Uno studio pubblicato il 12 luglio 2024 sulla rivista Science Advances ha esplorato l’impatto degli incendi su vasta scala sulla stratosfera , rivelando come questi eventi possano influenzare significativamente lo strato di ozono attraverso l’emissione di aerosol . Queste particelle, una volta raggiunte altezze elevate, innescano reazioni chimiche eterogenee che possono portare sia alla diminuzione che all’aumento dell’ozono in diverse zone della stratosfera. Il fenomeno è stato particolarmente evidente durante i devastanti incendi in Australia del 2019/2020.
Il recupero dello strato di ozono , essenziale per proteggere la vita sulla Terra dalle radiazioni ultraviolette nocive, è stato un obiettivo chiave del Protocollo di Montreal del 1987. Questo trattato internazionale ha contribuito a ridurre la produzione di sostanze dannose per l’ozono, mostrando segnali di miglioramento grazie alla cooperazione globale e alle politiche ambientali. Tuttavia, la stabilità di questo strato vitale è ora minacciata da nuove sfide, come dimostrato dall’aumento degli aerosol stratosferici osservato durante gli incendi australiani.
La ricerca ha utilizzato dati satellitari avanzati e modelli numerici per analizzare il fenomeno del vortice carico di fumo ( SCV ), un potente sistema di trasporto che porta le emissioni degli incendi fino a 35 chilometri di altitudine nella stratosfera. Questo processo ha raddoppiato il carico di aerosol nell’emisfero sud, influenzando la concentrazione di ozono.
Gli aerosol derivanti dagli incendi hanno facilitato reazioni chimiche eterogenee che hanno comportato una riduzione dell’ozono nella stratosfera inferiore , mentre nelle zone più alte, come la stratosfera media , si è osservato un incremento dell’ozono. Questa dinamica ha compensato circa il 40% (fino al 70% in alcuni casi) della perdita di ozono osservata nei mesi successivi agli incendi.
L’importanza di questi risultati risiede nella dimostrazione di un meccanismo inaspettato e cruciale: gli aerosol assorbenti nel fumo degli incendi possono generare e mantenere enormi vortici carichi di fumo che persistono per mesi, influenzando lo strato di ozono in modi diversi a seconda dell’altitudine. Questo sottolinea la necessità di una continua vigilanza e ricerca man mano che progredisce il cambiamento climatico.

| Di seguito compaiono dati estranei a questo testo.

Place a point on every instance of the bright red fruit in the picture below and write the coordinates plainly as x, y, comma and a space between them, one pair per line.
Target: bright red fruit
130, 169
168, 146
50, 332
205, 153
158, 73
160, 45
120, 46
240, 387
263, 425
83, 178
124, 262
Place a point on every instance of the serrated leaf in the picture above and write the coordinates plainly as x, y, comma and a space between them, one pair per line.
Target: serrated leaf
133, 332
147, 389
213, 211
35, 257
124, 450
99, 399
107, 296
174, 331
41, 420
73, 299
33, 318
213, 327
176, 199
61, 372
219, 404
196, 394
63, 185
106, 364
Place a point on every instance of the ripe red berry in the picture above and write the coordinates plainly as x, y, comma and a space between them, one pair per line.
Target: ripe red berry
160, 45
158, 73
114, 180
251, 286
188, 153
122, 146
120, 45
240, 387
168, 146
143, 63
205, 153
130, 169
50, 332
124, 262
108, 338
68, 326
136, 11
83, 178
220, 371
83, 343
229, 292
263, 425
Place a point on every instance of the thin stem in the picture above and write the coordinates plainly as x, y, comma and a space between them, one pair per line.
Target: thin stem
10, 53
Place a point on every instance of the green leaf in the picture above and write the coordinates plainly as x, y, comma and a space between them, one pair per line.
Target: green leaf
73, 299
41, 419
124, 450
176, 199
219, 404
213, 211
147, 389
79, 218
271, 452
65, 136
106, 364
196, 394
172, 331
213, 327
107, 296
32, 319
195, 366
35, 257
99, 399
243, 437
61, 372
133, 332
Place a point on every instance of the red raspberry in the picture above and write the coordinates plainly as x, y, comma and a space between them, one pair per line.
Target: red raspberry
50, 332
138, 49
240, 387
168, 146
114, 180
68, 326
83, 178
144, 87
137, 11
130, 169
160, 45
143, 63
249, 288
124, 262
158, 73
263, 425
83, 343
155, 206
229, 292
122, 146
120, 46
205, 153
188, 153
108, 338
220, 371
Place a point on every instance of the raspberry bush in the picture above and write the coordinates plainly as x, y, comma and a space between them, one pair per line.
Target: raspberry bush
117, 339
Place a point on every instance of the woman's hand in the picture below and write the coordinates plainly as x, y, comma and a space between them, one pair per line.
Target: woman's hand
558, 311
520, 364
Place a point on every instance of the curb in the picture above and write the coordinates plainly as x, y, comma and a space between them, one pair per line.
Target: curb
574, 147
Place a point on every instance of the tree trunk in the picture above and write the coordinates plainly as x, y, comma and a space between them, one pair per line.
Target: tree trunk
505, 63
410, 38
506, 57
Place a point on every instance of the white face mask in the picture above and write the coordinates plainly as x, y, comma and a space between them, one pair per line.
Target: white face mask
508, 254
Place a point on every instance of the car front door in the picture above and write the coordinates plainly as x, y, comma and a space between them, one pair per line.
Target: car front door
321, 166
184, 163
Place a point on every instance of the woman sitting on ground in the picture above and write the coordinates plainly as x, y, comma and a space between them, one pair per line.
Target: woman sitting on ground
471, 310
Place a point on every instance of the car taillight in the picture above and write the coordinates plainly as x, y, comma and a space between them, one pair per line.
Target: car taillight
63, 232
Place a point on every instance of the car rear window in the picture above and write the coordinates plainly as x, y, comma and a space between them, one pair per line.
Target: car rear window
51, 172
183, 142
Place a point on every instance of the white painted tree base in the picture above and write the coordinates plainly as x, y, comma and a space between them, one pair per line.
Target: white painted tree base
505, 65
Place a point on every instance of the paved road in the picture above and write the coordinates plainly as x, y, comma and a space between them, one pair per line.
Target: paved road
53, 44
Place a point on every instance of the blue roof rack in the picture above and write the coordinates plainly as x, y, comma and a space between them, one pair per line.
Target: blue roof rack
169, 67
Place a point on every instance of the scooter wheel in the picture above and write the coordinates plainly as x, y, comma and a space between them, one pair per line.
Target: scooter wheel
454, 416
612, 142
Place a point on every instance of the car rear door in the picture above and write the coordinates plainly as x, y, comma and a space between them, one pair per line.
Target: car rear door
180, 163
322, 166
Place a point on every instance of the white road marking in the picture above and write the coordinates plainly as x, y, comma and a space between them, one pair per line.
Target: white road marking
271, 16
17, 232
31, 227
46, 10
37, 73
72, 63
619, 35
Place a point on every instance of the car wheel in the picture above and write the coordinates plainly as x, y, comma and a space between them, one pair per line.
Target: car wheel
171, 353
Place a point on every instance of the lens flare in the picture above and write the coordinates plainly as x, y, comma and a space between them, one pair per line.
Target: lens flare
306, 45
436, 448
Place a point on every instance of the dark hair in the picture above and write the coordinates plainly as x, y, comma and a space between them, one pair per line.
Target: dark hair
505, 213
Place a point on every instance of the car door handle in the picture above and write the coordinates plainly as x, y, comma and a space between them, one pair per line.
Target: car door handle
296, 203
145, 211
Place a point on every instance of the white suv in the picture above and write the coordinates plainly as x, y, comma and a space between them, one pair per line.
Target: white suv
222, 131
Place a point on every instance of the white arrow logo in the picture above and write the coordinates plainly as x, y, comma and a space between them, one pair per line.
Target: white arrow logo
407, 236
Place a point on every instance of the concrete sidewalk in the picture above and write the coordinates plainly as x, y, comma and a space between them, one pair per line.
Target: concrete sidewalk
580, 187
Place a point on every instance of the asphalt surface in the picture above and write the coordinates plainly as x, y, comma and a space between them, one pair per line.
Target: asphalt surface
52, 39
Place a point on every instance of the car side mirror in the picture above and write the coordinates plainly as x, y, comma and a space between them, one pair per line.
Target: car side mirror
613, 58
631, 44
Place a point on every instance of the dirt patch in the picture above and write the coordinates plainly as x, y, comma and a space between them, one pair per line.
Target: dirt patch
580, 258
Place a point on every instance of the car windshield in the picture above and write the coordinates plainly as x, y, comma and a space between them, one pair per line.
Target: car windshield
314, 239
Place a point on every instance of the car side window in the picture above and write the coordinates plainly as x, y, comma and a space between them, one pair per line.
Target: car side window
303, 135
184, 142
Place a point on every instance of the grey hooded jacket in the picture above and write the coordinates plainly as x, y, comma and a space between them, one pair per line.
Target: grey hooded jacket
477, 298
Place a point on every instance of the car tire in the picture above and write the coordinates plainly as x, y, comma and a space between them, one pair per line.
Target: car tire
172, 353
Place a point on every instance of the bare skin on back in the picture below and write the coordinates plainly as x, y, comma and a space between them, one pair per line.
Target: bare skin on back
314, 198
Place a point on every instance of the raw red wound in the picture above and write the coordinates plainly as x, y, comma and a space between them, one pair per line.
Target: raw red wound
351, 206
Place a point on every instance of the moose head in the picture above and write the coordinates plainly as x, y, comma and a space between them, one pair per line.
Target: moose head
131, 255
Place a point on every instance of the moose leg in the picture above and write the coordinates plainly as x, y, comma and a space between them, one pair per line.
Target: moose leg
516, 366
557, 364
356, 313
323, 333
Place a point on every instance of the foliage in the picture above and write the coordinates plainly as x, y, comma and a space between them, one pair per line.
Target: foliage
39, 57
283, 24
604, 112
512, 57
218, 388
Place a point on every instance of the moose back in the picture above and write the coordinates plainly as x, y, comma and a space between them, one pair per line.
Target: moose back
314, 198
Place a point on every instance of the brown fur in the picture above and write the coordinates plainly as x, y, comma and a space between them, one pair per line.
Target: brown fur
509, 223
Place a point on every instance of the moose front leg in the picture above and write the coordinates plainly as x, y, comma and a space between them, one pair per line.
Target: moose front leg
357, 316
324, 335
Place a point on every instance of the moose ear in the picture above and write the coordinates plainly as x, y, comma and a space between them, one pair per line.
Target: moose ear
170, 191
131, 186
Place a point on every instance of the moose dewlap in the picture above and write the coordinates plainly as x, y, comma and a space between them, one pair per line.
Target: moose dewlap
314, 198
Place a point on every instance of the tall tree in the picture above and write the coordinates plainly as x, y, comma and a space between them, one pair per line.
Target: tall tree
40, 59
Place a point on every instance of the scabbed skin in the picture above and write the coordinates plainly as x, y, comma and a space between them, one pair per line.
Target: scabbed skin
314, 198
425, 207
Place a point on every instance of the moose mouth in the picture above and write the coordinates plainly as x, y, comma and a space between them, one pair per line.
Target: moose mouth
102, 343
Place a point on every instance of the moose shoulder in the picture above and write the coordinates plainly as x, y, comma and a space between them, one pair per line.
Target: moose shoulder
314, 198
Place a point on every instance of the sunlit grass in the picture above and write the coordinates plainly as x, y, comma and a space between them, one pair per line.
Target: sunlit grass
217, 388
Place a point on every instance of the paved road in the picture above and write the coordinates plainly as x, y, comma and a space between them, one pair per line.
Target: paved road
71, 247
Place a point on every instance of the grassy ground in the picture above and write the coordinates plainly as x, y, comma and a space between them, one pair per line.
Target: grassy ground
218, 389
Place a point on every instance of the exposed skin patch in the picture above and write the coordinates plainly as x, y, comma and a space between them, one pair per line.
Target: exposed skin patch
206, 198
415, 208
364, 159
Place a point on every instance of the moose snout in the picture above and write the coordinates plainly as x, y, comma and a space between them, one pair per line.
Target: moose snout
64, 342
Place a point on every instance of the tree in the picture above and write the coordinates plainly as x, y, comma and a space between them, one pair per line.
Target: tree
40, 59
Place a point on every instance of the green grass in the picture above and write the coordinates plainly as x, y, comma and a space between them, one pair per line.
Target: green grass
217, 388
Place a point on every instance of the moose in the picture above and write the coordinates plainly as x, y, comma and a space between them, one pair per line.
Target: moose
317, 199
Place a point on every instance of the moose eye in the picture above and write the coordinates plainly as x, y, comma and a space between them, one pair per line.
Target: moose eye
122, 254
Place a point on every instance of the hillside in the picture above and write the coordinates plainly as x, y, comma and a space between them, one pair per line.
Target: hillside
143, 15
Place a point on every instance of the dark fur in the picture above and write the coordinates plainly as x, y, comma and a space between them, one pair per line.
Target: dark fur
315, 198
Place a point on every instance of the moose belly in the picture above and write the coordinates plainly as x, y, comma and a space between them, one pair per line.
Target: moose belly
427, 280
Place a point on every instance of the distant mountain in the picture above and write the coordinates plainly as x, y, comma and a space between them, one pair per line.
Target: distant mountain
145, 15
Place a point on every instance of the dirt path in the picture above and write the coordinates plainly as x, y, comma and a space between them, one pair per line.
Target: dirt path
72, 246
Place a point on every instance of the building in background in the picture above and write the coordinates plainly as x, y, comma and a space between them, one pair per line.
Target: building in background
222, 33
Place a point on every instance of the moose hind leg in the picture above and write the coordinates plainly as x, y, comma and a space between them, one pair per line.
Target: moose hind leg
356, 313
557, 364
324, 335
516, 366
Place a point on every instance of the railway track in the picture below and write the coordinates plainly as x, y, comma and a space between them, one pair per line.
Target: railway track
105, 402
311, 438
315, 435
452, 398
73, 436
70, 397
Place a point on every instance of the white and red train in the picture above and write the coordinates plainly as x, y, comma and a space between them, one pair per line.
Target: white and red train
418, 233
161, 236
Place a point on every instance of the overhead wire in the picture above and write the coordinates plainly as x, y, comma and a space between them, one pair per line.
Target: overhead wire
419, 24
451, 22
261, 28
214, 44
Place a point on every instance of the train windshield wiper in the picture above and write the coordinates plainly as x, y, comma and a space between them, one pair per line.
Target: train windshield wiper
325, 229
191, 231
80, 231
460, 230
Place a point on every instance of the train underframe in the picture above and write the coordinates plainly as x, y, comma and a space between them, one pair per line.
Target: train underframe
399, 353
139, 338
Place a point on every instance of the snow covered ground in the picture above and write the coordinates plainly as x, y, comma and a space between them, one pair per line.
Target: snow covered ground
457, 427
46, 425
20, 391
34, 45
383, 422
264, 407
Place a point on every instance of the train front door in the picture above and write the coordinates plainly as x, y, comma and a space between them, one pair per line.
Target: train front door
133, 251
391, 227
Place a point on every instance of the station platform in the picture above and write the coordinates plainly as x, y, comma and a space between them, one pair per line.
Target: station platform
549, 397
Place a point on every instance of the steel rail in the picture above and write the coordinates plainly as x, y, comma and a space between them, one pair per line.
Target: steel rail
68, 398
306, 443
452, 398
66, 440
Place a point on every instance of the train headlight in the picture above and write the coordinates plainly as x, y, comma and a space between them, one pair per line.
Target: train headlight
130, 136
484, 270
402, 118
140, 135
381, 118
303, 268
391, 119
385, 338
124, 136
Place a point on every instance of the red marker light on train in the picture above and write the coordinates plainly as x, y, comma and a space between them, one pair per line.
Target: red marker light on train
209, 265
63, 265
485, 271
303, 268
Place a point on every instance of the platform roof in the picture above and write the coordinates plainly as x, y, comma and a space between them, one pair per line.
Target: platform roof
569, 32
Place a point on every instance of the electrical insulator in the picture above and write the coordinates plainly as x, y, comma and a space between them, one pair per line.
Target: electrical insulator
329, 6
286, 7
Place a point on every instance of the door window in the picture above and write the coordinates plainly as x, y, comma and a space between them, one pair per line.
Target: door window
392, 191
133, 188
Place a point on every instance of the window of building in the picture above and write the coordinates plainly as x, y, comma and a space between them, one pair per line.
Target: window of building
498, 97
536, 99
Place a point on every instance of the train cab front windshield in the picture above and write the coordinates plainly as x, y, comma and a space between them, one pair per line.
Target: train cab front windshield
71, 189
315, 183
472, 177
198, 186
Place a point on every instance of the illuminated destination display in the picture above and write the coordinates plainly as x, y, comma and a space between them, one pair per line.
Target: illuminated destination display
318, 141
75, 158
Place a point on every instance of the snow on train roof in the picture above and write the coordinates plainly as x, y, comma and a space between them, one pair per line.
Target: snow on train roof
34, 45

Il successo del Protocollo di Montreal nel ridurre le sostanze che impoveriscono l’ozono è stato significativo, ma i nuovi risultati indicano che eventi naturali, intensificati dal cambiamento climatico, rappresentano ulteriori rischi per questo strato fragile. Con l’aumento della frequenza e dell’intensità degli incendi dovuti al riscaldamento globale, la formazione di SCV e il loro impatto sulla stratosfera potrebbero diventare più comuni, minacciando l’equilibrio dello strato di ozono.